L’espressione contrita, il già famigerato «errore di comunicazione» (tutto è comunicazione, dicono), la strategica assenza di trucco, l’intervista all’armocromista di Elly Schlein che ci spiega la scelta di quell’outfit grigio funereo: il messaggio di scuse – per così dire – di Chiara Ferragni è già assurto nel canone dei videomessaggi all’italiana, su nell’Olimpo a due passi dal «Paese che amo» di berlusconiana memoria, ma il «Pandoro-gate» non accenna a placarsi: la madre di tutti gli influencer ha lucrato su una causa benefica in favore dei bambini malati, o almeno così sostiene l’Agcm, e la sua immagine potrebbe non risollevarsi dal colpo infertole dalla vicenda.
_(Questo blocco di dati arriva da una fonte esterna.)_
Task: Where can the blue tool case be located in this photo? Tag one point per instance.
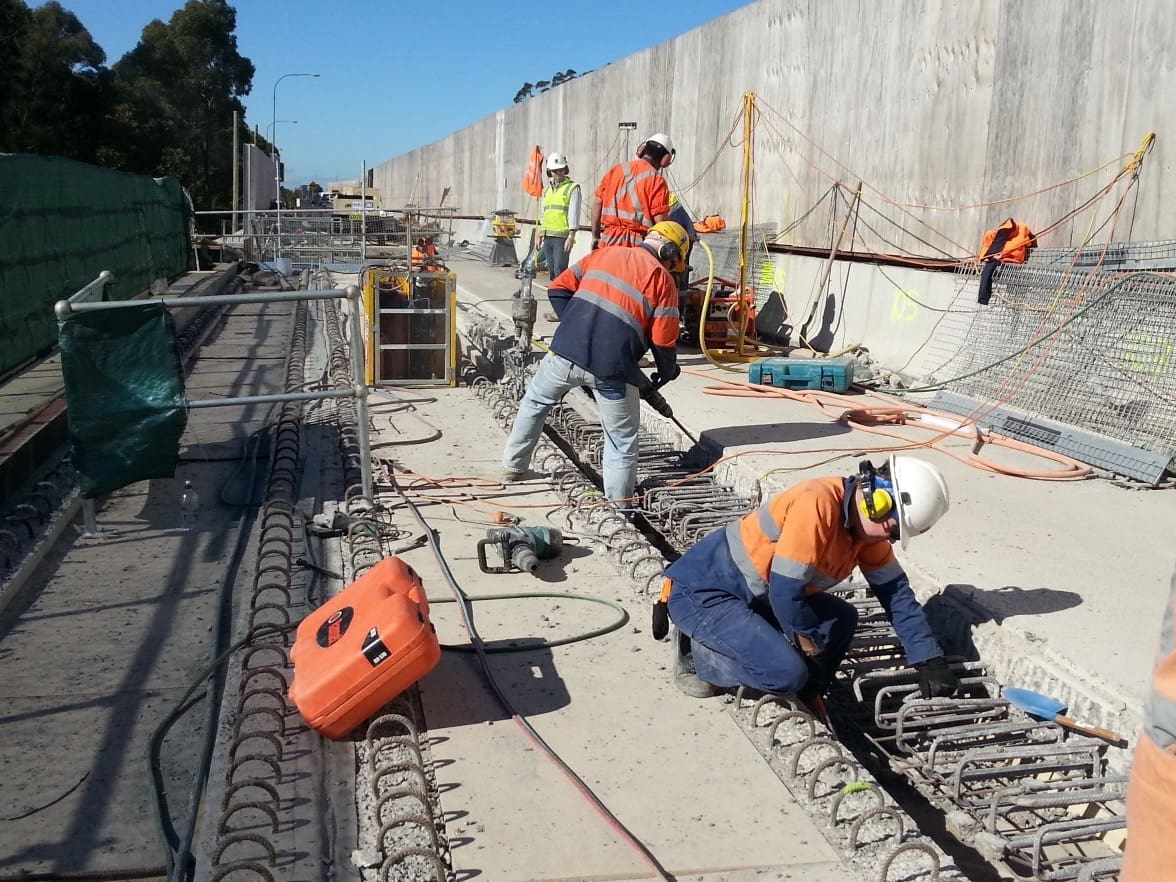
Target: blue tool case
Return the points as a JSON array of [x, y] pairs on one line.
[[828, 374]]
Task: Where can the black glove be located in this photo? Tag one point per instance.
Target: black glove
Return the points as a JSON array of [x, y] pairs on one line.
[[936, 680], [654, 399], [657, 381]]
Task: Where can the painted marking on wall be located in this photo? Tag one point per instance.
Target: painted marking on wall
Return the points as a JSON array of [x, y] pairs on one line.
[[903, 307]]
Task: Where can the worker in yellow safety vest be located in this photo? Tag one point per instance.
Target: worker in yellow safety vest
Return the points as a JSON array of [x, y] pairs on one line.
[[561, 215], [1150, 852]]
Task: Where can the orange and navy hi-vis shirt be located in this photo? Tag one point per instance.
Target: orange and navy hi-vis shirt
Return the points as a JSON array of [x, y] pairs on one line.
[[614, 305], [630, 195], [1150, 850], [796, 543]]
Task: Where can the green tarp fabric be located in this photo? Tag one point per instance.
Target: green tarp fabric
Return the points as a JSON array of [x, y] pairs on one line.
[[61, 224], [124, 395]]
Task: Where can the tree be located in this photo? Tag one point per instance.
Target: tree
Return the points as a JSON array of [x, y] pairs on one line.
[[175, 95], [57, 82]]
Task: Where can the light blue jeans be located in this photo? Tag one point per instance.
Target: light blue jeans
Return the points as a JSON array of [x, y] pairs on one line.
[[620, 415]]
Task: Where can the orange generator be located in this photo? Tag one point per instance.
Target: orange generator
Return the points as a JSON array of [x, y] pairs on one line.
[[362, 648]]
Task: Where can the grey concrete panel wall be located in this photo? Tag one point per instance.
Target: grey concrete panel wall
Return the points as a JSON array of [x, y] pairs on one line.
[[942, 109]]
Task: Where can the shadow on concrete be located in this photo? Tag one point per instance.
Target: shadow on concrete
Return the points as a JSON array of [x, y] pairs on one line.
[[959, 609], [455, 692], [770, 433]]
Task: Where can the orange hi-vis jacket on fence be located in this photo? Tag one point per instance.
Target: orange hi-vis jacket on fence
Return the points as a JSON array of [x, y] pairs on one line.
[[632, 195], [1150, 853], [1009, 242]]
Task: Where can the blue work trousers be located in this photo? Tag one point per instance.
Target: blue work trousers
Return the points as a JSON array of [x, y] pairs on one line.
[[555, 254], [739, 645], [620, 415]]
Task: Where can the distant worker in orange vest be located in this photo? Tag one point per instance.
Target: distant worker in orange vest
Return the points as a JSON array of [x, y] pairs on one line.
[[423, 252], [1150, 852], [633, 195]]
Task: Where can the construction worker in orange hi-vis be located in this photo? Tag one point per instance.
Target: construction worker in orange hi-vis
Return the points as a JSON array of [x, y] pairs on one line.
[[633, 195], [1150, 852]]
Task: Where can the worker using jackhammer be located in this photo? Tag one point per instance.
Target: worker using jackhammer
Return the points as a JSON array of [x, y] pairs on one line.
[[1150, 850], [750, 600], [633, 195], [614, 305]]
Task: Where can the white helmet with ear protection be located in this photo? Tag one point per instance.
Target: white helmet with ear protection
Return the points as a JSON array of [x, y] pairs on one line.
[[920, 494], [665, 148]]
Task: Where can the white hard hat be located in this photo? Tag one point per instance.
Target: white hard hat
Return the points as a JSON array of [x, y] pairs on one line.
[[920, 493], [662, 140]]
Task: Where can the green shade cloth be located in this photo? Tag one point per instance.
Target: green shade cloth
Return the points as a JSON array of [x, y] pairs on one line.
[[61, 224], [124, 395]]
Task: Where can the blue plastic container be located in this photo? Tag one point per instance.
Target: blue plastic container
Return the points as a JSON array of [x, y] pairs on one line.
[[828, 374]]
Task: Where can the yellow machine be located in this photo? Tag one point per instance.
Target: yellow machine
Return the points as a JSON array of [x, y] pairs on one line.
[[411, 329]]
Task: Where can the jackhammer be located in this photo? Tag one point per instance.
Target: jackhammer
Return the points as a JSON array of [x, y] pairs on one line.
[[520, 547], [652, 396]]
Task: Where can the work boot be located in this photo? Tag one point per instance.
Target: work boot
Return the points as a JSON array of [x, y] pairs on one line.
[[686, 679]]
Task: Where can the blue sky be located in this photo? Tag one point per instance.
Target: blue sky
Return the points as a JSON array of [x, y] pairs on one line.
[[394, 75]]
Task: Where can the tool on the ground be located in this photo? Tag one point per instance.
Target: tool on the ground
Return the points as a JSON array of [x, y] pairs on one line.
[[652, 396], [523, 308], [521, 547], [1049, 708], [660, 626]]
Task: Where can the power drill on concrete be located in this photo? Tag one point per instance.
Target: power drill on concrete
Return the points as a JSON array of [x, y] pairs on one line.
[[521, 547], [655, 400], [523, 308]]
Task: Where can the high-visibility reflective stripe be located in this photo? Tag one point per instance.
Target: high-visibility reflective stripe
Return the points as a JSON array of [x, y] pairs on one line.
[[1161, 717], [612, 307], [556, 204], [884, 574], [666, 312], [752, 578], [768, 526], [614, 211]]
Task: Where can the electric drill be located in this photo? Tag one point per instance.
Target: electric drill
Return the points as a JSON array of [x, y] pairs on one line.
[[521, 547]]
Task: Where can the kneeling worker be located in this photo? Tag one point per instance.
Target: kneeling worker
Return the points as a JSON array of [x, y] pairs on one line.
[[750, 600]]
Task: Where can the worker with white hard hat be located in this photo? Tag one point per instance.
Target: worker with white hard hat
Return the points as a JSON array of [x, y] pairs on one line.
[[633, 195], [750, 599], [561, 214], [614, 306]]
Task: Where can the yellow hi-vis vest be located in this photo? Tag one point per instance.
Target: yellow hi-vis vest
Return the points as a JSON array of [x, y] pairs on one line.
[[555, 207]]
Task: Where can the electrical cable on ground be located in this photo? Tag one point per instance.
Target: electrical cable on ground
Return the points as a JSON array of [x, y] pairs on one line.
[[505, 702]]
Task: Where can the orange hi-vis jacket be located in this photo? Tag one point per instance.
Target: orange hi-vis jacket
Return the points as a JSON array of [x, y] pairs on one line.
[[1008, 242], [613, 305], [630, 195], [795, 545], [1150, 853]]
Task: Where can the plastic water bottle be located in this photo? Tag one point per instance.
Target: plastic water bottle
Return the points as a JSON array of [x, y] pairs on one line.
[[189, 508]]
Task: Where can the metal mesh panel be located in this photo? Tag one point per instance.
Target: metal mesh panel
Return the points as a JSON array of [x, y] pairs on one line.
[[1088, 347], [760, 272]]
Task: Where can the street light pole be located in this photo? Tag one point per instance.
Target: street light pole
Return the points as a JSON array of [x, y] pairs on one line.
[[278, 173]]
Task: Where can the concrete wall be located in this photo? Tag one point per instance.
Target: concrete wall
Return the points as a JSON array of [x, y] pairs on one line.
[[949, 104]]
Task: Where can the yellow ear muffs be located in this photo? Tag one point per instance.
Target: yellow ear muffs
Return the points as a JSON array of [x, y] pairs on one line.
[[876, 505]]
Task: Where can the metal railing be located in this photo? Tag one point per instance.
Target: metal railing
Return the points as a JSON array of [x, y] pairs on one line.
[[359, 391]]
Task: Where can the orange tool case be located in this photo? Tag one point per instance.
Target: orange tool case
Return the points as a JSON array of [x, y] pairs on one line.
[[362, 648]]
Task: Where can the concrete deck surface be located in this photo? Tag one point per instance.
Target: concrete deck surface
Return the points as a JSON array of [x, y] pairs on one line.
[[1061, 585]]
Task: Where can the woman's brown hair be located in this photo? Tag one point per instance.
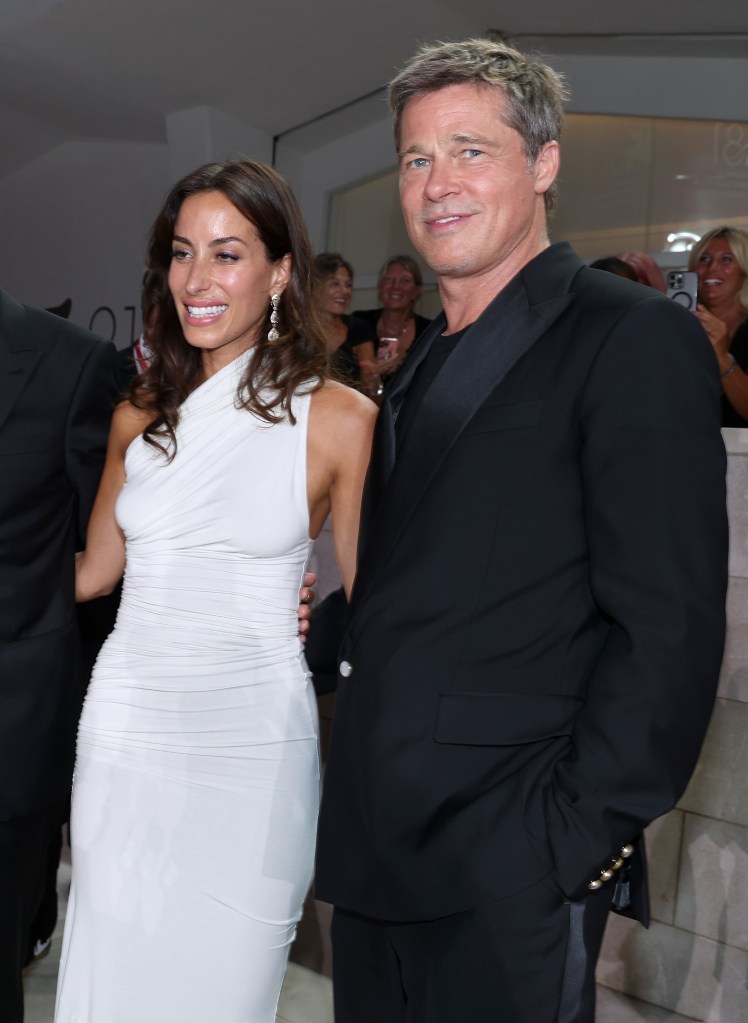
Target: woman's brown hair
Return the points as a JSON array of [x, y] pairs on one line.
[[275, 369]]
Si insinua, a questo punto, la domanda più leziosa di questi anni, e tuttavia adatta al contesto: è la fine di un’epoca? O, detta in modo meno scontato: dalla crisi epidemiologica del ferragnismo può scaturire una pandemia letale per il mondo dell’influencing? D’altronde molti imperi della storia hanno iniziato ad andare incontro alla loro fine già ben prima della capitolazione definitiva delle loro strutture di comando.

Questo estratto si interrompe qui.